Anatomy of a Bug


Disclaimer: The following article requires at least some knowledge of how the Internet Protocol (IP) and how hardware timers in microcontrollers work, as well as some passing knowledge of the C programming language or at least any programming language.

Introduction

A bug in Neighbor Discovery or RPL?

At the beginning of April 2020, Hauke, a colleague of mine, contacted me as one of the experts on network infrastructure of the operating system RIOT, if I could help him with a problem of his. During his experiments to run the routing protocol RPL over Bluetooth Low Energy (BLE) using RIOT he encountered an increased multicast traffic and forwarding problems for his data traffic after roughly 70 minutes. The main source of the multicast traffic to him seemed to be the Neighbor Discovery Protocol so I, as the author of that part in RIOT, was his first point of contact. In need of some change of tapestry due to the ongoing physical distancing in Germany at that time, I decided to take the job in hunting that bug.

NDP

The Neighbor Discovery Protocol (NDP) of Internet Protocol, version 6 (IPv6) has—among others—two major tasks:

For address resolution and neighbor unreachable detection, two message types are used: Neighbor Solicitations (NSs) and Neighbor Advertisements (NAs). Whenever an IPv6 address for the next hop is used that is unknown to the sending node, the latter sends a multicast NS to a group, the searched node is expected to have been joined at start-up. This NS contains the link-layer address of the sending node as an option. The searched node then replies with a NA that contains its respective link-layer address as an option as well. This way both nodes now know their respective link-layer addresses and the sending node is ensured that the searched node is reachable.

There exists an optimization for neighbor discovery when using IPv6 over Low-Power Wireless Personal Area Networks (6LoWPANs).

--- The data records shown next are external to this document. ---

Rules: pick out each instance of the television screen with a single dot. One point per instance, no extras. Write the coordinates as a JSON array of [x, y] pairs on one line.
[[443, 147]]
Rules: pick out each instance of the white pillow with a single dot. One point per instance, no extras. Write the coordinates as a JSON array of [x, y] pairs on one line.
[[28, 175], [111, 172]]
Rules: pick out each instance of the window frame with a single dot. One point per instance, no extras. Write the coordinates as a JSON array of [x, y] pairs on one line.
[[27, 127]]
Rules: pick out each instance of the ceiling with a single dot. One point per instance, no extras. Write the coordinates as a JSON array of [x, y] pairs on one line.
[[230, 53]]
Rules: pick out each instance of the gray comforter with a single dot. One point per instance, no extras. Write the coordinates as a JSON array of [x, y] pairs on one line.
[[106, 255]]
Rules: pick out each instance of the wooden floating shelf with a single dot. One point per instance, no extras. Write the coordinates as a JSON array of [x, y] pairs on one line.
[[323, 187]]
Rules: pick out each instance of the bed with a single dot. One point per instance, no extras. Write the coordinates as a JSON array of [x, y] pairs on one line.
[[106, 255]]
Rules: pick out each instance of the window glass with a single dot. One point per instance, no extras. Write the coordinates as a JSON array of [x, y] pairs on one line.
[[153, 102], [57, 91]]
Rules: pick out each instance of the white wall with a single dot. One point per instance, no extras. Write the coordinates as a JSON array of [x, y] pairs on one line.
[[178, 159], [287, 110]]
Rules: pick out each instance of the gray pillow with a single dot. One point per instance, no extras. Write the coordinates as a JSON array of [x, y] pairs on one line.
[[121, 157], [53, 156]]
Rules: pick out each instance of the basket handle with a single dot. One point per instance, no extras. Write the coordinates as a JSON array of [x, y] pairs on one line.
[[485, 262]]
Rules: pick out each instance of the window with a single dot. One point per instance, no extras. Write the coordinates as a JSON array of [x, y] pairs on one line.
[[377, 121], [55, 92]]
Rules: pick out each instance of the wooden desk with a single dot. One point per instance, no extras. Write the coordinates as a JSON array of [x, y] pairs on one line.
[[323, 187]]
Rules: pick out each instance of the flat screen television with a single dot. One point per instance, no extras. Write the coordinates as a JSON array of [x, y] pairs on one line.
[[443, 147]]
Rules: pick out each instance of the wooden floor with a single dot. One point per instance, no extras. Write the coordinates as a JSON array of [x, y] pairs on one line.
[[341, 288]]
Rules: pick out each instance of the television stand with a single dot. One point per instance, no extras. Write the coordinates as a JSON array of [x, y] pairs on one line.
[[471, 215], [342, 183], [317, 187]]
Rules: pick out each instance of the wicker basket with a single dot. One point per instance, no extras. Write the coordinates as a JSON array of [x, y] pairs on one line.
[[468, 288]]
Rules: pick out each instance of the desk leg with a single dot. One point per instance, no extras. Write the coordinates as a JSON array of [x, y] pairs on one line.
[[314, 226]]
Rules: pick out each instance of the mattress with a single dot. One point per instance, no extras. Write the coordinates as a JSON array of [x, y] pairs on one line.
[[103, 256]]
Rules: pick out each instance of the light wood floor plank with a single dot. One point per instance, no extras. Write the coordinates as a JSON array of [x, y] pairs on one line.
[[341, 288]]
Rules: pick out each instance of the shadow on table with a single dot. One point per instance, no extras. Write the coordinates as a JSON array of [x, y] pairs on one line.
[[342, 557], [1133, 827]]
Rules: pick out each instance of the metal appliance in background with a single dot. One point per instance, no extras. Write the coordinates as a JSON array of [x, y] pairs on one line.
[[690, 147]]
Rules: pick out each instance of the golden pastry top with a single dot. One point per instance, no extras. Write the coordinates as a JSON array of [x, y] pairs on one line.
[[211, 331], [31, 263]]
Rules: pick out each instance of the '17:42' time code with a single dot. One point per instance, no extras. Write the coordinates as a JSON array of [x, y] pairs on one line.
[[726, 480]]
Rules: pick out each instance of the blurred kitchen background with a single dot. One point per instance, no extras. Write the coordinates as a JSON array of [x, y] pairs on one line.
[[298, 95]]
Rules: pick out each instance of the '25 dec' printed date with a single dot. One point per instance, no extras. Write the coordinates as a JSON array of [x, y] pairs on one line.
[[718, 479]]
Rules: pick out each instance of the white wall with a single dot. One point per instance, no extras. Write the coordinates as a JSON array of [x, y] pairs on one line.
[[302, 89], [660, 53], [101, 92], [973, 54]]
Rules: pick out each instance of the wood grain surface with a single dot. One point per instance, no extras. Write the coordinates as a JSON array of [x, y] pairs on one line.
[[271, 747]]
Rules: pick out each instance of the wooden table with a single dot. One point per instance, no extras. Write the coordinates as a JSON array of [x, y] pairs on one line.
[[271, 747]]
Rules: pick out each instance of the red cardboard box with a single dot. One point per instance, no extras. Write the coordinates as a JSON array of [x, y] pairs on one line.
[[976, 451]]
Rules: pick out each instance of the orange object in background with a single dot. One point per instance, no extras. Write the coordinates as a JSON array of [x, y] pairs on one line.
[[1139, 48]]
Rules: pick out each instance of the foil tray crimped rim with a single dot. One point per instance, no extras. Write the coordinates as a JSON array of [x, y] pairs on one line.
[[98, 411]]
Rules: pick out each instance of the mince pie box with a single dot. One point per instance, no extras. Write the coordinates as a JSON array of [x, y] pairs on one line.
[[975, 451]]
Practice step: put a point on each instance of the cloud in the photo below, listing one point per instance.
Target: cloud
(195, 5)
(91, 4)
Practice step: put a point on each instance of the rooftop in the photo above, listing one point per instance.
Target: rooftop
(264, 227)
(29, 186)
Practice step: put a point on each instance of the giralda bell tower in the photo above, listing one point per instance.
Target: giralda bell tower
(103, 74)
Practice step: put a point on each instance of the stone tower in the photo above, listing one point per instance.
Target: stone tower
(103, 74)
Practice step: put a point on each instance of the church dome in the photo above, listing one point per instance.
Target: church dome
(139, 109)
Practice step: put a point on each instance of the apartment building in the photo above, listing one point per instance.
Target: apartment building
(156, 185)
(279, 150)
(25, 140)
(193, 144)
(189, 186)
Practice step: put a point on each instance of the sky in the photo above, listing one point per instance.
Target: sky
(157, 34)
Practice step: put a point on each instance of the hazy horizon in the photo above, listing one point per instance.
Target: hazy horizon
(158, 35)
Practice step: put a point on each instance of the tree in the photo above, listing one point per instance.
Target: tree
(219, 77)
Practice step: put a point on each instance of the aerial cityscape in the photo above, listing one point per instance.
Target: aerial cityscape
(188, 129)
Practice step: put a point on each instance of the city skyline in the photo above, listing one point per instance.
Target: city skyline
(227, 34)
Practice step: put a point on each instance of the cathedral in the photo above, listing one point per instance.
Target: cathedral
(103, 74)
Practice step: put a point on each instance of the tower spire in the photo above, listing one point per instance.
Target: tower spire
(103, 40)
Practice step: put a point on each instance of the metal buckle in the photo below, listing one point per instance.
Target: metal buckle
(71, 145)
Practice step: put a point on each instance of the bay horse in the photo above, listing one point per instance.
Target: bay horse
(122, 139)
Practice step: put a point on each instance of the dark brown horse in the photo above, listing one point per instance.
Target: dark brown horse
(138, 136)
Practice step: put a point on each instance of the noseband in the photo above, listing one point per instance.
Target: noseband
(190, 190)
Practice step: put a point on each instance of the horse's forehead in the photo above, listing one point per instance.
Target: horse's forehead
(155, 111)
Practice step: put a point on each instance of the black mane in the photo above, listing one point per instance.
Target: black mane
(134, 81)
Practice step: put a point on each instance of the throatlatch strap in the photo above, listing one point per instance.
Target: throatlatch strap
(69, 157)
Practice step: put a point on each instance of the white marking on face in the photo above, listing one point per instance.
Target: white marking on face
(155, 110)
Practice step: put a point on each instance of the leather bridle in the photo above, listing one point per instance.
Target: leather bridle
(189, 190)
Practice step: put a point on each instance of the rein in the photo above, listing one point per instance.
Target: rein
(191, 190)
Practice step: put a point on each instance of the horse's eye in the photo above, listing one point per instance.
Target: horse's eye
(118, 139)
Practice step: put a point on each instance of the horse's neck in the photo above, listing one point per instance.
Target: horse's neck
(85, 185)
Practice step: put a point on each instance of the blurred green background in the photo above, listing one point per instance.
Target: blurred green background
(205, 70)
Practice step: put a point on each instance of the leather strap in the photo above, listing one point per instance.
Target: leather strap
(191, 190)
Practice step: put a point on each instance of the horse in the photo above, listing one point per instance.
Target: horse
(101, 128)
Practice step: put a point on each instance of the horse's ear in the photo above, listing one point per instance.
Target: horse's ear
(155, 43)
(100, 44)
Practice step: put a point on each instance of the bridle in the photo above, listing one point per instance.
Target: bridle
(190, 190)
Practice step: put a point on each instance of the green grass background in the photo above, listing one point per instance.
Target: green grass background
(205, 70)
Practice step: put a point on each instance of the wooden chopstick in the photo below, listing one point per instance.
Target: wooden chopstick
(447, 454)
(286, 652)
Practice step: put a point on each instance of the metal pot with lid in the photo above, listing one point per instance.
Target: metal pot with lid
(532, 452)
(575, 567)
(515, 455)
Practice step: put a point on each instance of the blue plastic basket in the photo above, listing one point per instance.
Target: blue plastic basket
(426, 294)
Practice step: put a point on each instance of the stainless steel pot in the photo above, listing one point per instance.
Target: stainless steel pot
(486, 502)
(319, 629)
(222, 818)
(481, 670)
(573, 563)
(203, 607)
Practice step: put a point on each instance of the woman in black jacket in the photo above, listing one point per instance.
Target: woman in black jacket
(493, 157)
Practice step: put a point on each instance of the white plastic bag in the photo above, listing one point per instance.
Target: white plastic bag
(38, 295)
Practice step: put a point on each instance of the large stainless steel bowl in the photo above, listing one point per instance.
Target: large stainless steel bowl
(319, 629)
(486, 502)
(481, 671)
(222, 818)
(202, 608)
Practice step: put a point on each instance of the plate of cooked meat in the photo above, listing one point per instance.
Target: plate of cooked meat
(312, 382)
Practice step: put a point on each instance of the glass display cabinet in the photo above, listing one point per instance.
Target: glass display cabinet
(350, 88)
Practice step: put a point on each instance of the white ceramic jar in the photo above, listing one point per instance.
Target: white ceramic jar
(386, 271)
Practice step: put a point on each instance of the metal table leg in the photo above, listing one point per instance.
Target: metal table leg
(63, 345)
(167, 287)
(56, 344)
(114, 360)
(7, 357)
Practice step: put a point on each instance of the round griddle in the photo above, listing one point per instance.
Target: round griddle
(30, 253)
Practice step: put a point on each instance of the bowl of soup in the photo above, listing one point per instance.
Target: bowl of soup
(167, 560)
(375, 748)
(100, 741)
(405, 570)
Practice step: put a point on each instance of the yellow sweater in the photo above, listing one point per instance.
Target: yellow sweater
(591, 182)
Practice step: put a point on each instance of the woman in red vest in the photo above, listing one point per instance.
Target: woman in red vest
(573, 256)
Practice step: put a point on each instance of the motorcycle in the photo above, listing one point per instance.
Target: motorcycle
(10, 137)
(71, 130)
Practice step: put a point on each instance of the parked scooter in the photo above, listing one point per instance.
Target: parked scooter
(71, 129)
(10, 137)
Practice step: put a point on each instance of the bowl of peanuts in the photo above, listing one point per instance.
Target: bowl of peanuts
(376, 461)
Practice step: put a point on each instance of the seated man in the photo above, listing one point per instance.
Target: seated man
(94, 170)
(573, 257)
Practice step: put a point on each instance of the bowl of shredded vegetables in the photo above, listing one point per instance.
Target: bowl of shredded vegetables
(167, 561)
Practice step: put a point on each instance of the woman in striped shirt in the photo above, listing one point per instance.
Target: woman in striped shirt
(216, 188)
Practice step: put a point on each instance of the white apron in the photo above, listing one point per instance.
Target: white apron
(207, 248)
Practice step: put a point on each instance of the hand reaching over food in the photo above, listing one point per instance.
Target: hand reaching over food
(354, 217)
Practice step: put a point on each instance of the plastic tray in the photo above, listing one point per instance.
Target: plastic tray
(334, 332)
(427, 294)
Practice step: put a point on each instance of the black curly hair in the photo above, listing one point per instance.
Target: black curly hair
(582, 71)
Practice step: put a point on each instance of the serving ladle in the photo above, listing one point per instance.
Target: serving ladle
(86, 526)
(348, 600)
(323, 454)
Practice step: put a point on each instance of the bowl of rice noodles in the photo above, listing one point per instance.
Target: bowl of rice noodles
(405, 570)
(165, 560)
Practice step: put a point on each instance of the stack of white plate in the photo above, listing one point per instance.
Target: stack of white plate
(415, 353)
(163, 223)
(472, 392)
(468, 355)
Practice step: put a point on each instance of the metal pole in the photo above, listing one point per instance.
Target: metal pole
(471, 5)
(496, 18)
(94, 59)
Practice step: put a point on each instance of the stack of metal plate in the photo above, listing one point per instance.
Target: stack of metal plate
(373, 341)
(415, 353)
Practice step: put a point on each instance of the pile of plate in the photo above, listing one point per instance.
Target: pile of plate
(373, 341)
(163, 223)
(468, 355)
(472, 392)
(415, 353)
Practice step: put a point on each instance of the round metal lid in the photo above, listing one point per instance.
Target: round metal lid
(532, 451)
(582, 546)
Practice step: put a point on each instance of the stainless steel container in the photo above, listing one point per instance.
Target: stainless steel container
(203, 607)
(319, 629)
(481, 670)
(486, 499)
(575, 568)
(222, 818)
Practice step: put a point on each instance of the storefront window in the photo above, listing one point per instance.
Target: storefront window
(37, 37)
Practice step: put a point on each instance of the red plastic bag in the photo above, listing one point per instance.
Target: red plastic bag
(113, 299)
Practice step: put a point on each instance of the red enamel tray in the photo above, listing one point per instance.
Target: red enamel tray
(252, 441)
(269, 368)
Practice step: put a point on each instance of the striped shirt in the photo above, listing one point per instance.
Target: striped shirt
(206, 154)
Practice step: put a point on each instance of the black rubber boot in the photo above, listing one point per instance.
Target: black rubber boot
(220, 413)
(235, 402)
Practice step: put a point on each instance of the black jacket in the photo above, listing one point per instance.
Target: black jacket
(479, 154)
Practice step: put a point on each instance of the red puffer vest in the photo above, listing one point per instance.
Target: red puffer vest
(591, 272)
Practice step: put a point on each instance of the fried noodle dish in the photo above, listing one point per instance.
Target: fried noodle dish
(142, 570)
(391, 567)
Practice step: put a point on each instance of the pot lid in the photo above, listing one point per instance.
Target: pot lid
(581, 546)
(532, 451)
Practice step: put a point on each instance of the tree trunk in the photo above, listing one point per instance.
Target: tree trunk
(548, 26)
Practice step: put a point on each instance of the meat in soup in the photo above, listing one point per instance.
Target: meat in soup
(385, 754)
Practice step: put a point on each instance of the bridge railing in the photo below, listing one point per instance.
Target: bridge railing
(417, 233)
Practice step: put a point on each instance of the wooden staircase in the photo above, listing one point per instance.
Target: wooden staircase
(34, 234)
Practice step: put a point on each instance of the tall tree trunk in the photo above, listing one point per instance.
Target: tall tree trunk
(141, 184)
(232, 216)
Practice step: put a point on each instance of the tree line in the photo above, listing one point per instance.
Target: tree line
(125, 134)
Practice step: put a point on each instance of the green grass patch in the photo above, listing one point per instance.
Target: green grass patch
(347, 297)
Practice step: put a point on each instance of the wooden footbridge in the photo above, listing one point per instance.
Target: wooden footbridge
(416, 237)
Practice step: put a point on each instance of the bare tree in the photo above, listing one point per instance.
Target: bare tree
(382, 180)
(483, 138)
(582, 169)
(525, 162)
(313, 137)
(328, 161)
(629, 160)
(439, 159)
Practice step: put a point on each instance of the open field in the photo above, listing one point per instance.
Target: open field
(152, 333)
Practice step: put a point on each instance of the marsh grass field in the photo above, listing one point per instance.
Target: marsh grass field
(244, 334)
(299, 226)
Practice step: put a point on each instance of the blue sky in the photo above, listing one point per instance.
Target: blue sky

This optimization assumes that if a the searched IPv6 address is a link-local unicast address

  1. the address was generated from the link-layer address and
  2. the node with this address is reachable

As such, this allows the sending node just resolves the address by reversing the algorithm for 1. and directly unicasting the addressed packet without requiring the NS/NA handshake. This allows ND to mostly avoid power-intensive multicast and just using unicast.

For router and prefix discovery is also using two message types: Router Solicitations (RSs) and Router Advertisements (RAs). On start-up, routers periodically advertise themselves using multicast RAs to the link-local all nodes group. Those RAs also contain information about the prefixes of the subnet which they are routing to from the Internet backbone. Nodes within the network may send multicast RS to the [link-local all routers group][special multicast address] to not having to wait for the next RA from the upstream router.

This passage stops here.